Ален вспомнил о садиках за живой изгородью, о грядках с капустой, о крольчатниках, курах и кучах навоза. Он вспомнил, что в летние вечера видел, как мужчины вскапывают огороды или что-нибудь мастерят, как женщины поливают грядки или сажают новую рассаду.

Можно ли было строить такие хижины вблизи домов Малувиля? Можно ли было показываться на улице без пиджака?

Возле площади вместо темных лавок, какие бывают в пригородах, вместо старушек — продавщиц овощей, мелочных лавчонок, пахнувших корицей и керосином, с банками слипшихся леденцов в витрине, здесь был просторный и светлый кооператив, где товары лежали на полках из некрашеного дерева.

— Когда я думаю о том, сколько палок ему вставляли в колеса…

— Вы считаете, что люди, живущие здесь, довольны? Немного поколеблясь и стесняясь, Фукре ответил:

— Они привыкают. Они привыкнут. Видите ли, ваш отец смотрел вперед. Например, когда ему говорили, что участки находятся за пять километров от города, он взял карандаш и бумагу и привел цифры — число автомобилей, которые покупают каждый год. Он доказал, что очень скоро будет гораздо меньше семей без машины» чем с машинами. А когда ты купил машину, то хочешь, ею пользоваться, не так ли? Когда ему говорили, что люди, в особенности мелкие рантье — а сюда приехали жить именно мелкие рантье, — хотят иметь садик, сажать овощи, разводить домашних животных, он возражал, уверяя, что яйца от своих кур оказываются дороже, чем купленные в магазине, что с кроликами много хлопот и никакой выгоды, что через несколько лет никто не захочет возиться с выращиванием овощей. Я как сейчас слышу его слова: «А кино! Вы забываете про кино!»

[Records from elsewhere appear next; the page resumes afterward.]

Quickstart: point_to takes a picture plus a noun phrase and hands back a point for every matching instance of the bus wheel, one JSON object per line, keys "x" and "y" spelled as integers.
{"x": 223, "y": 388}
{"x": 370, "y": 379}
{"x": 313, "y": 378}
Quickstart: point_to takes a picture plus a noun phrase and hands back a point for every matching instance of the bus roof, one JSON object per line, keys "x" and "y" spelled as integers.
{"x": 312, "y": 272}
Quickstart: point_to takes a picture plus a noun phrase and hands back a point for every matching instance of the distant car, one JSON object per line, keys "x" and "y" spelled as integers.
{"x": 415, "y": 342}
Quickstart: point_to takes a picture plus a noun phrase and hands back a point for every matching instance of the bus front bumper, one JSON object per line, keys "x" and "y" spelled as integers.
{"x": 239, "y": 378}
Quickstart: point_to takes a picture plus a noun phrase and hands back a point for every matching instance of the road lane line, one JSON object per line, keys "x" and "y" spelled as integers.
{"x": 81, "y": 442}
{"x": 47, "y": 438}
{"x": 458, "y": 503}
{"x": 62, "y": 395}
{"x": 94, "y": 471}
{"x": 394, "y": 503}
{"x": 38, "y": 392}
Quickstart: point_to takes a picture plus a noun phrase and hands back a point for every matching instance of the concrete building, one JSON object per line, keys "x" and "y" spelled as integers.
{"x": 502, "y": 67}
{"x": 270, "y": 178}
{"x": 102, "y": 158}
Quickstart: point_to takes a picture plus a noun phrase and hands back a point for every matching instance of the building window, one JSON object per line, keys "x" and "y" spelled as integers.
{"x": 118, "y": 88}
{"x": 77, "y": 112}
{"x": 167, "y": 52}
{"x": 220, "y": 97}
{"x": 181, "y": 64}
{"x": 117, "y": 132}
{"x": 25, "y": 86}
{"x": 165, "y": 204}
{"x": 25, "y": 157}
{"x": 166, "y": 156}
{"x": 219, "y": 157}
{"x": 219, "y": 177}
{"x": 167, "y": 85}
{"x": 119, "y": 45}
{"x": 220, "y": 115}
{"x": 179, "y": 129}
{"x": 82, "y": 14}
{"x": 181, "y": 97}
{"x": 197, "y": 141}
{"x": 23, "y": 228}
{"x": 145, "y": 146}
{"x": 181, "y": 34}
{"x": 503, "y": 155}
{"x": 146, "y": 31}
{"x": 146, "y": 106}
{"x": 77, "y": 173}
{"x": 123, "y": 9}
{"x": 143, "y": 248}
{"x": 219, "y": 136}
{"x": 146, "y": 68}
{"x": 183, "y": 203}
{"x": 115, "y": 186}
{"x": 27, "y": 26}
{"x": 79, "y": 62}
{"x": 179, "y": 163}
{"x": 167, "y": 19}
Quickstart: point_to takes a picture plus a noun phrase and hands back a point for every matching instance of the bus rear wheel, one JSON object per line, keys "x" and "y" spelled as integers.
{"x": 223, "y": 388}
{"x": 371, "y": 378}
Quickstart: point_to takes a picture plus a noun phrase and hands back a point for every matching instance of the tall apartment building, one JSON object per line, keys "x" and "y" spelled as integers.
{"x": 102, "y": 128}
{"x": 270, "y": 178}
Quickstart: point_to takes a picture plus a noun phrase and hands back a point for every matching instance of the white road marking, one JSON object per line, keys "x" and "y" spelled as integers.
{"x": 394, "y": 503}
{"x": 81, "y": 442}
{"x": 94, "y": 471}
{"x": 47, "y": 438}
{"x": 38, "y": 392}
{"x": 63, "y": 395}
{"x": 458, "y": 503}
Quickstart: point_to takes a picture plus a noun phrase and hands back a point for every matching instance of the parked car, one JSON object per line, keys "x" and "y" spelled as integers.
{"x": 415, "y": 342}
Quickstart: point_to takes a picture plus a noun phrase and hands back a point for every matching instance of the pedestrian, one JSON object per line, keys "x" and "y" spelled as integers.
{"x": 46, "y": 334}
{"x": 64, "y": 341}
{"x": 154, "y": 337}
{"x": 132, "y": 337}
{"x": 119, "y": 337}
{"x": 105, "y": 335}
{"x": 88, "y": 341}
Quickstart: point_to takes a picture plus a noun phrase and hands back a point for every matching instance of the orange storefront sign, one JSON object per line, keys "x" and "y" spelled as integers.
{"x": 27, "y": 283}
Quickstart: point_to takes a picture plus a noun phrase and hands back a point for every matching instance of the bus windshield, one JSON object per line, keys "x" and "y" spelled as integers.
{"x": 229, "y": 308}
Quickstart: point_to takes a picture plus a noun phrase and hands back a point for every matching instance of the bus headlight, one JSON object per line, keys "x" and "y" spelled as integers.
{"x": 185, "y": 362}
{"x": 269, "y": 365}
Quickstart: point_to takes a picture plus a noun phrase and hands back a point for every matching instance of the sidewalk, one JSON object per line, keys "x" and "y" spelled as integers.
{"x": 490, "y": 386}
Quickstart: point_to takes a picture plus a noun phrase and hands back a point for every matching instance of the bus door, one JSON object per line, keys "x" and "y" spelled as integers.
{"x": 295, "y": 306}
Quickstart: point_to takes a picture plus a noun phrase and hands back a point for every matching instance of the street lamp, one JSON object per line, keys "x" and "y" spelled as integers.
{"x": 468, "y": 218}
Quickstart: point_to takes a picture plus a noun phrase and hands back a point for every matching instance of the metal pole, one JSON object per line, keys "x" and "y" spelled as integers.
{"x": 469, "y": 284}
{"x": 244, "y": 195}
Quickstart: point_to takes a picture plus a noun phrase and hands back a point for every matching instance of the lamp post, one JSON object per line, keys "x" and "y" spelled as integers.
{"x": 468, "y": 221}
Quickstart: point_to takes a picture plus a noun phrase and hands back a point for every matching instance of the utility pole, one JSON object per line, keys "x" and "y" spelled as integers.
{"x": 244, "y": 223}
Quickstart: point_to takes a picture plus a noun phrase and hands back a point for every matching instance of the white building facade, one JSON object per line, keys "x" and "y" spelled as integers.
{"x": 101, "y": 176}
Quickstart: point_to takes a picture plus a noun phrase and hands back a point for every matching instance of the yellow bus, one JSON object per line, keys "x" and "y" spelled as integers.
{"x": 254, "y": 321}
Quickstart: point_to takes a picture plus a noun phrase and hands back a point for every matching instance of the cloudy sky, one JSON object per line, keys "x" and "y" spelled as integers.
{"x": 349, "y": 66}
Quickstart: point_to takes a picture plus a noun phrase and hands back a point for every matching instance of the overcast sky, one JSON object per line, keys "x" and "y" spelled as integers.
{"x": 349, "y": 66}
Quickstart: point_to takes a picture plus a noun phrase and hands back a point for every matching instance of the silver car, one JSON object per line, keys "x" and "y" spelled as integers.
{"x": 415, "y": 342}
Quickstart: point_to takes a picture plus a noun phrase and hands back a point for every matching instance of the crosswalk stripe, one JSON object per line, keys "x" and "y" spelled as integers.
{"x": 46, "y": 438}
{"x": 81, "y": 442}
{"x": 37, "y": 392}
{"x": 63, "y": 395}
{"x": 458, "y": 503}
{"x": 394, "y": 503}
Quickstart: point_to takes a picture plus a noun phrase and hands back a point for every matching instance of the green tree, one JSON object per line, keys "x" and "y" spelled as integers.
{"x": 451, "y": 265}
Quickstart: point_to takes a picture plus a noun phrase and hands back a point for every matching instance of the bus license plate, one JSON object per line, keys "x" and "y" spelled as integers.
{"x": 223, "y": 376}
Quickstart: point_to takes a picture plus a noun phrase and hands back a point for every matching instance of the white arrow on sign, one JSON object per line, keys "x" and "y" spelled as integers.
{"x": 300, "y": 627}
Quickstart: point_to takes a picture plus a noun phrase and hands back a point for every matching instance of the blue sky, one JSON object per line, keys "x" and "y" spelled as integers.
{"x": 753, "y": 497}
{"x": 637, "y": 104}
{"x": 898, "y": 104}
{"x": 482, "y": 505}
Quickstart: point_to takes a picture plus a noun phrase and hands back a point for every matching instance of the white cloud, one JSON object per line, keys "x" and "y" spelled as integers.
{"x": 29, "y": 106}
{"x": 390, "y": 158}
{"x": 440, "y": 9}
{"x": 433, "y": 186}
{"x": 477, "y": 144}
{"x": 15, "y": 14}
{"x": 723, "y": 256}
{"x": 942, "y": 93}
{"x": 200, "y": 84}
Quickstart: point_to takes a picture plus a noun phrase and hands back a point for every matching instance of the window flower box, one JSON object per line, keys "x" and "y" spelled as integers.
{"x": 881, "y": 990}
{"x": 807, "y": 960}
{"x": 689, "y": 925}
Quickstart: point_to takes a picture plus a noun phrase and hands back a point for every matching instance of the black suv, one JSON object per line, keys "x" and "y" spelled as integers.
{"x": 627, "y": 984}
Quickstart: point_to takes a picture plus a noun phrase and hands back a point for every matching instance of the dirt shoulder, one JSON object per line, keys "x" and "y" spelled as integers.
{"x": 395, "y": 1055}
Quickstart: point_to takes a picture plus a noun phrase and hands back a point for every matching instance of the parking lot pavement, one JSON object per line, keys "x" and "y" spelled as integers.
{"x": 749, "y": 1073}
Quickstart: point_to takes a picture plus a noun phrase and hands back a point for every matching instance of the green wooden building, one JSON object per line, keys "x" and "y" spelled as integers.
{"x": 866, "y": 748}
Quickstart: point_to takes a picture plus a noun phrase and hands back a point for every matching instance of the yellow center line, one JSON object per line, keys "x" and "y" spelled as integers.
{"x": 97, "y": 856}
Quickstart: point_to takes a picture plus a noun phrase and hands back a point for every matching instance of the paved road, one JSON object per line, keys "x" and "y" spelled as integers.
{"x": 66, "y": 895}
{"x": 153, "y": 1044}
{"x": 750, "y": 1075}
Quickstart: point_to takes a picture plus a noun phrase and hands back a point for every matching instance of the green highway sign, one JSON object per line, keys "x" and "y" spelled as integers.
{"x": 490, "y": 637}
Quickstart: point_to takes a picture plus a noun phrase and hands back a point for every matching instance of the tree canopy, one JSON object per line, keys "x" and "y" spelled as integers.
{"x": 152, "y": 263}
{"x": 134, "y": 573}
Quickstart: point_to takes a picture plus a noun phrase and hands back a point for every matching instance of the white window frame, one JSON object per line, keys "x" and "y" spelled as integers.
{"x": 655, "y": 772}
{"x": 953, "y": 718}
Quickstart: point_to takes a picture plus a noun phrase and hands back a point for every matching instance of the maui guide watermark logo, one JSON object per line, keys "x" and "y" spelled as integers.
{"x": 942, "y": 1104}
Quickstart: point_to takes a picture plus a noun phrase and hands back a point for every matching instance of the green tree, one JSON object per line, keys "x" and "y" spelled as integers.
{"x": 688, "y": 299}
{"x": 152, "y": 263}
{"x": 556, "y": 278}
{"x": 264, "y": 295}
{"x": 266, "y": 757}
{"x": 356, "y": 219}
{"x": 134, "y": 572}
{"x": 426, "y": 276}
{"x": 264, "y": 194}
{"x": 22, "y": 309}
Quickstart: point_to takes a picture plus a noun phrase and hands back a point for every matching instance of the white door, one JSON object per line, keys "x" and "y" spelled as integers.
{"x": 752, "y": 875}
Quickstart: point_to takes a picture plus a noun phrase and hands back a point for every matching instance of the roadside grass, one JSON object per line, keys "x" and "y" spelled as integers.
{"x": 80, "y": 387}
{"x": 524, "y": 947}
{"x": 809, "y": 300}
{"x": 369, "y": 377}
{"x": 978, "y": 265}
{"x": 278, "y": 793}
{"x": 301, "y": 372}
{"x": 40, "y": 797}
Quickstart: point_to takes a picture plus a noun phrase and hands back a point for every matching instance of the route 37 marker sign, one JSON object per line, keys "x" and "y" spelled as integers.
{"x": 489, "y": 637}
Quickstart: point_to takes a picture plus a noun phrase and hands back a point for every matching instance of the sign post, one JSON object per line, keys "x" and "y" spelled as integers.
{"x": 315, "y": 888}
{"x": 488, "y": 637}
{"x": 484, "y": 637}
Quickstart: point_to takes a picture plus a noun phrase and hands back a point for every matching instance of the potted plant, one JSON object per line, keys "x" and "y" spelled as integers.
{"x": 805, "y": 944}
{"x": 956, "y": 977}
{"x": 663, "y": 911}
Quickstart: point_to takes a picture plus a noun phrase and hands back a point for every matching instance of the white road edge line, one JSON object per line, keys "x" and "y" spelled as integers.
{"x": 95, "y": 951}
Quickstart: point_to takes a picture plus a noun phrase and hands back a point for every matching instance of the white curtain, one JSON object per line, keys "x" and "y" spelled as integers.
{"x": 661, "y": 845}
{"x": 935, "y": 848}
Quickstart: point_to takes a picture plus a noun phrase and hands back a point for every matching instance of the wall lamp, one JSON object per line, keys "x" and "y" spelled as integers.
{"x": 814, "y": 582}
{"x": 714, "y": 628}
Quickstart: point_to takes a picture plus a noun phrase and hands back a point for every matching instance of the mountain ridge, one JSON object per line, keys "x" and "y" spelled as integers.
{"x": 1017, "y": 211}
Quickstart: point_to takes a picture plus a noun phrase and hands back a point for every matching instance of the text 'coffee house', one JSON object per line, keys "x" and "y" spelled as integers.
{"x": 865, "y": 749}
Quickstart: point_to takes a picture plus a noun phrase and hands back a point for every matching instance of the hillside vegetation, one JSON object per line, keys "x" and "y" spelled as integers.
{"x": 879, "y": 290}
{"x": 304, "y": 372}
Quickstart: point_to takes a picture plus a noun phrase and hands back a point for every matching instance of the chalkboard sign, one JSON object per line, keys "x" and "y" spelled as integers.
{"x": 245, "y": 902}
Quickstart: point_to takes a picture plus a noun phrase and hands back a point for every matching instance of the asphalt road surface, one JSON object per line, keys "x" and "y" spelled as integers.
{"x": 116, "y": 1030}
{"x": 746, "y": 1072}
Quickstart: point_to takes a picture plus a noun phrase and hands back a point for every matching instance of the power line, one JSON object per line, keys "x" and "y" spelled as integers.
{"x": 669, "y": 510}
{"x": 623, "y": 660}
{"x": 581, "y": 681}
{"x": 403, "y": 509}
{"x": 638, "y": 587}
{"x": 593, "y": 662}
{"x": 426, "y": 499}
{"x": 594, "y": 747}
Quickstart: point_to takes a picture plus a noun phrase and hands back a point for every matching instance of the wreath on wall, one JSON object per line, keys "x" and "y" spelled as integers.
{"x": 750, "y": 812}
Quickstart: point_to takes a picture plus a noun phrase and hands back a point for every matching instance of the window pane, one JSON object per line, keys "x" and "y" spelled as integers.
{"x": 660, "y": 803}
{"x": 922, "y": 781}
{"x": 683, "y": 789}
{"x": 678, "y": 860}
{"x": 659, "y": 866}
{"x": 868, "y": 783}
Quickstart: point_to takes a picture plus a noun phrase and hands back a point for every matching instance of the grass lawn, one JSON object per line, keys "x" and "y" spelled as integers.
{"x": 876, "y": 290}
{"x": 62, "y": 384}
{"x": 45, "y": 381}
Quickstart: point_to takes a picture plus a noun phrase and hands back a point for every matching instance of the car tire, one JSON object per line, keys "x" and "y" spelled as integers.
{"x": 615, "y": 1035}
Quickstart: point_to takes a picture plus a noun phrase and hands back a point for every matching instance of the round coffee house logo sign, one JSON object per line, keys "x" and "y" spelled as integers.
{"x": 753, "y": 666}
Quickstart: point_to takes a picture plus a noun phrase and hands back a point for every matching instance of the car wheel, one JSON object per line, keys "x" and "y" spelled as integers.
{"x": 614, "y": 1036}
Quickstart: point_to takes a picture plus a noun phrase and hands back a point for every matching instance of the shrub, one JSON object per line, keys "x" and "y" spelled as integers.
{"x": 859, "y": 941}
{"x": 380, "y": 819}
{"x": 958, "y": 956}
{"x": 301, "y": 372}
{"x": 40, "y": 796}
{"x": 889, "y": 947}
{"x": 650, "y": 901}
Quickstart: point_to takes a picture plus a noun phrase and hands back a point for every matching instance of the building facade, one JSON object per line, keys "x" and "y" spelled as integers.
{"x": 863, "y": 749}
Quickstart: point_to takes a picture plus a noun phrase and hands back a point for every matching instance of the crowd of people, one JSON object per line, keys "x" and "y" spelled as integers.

Он снова приводил цифры, указывая число кинозалов, число людей, которые ходят туда каждый вечер. Он хотел выстроить кино в Малувиле. Он уже завел здесь игру в шары, в кегли, устроил два теннисных корта. «Здесь будет бассейн, — заявлял он, — и люди предпочтут купаться в нем летними вечерами вместо того, чтобы собирать траву для кроликов». Он глядел вперед, понимаете?

Но был ли при этом искренен Франсуа Фукре? Не предпочел ли бы он сам один из тех домов у большой дороги, недалеко от поезда и от города, с крошечным садиком и дощатыми крольчатниками!

— Вначале все были с ним, почти все без исключения. Вы еще слишком молоды, чтобы понять. Вашему отцу было что сказать, больше, чем мэру, чем депутату, которые гордились тем, что их видели в его обществе. Я помню большие банкеты, в особенности тот, когда из Парижа приехал министр, чтобы вручить вашему отцу орден. Он сидел за столом вместе с официальными лицами, но я был там, потому что ваш отец всегда настаивал, чтобы его служащие принимали участие во всех празднествах. Тогда утверждали, что Малувиль будет образцовым поселком, вдохновит тех, кто начнет строить новые.

Г-жа Фукре постелила на стол красную клетчатую скатерть, достала из буфета посуду.

— Трудности начались только спустя два-три года, когда выяснилось, что все обойдется дороже, чем предполагалось. Первые нападки вызвала история с канализацией Объяснять все это было бы слишком долго. Потом обнаружились люди, главным образом муниципальные советники, которые получили участки даром, а затем перепродавали их по баснословным ценам. Бигуа, не знаю почему, тоже примкнул к ним, хотя одно время называл себя лучшим другом вашего отца и тот заказывал ему весь печатный материал, прежде чем обратиться к Жамине. Сволочи хватает, господин Ален! Я думаю, моей жене хочется, чтобы мы сели за стол… А вам не слишком тяжело работать в типографии?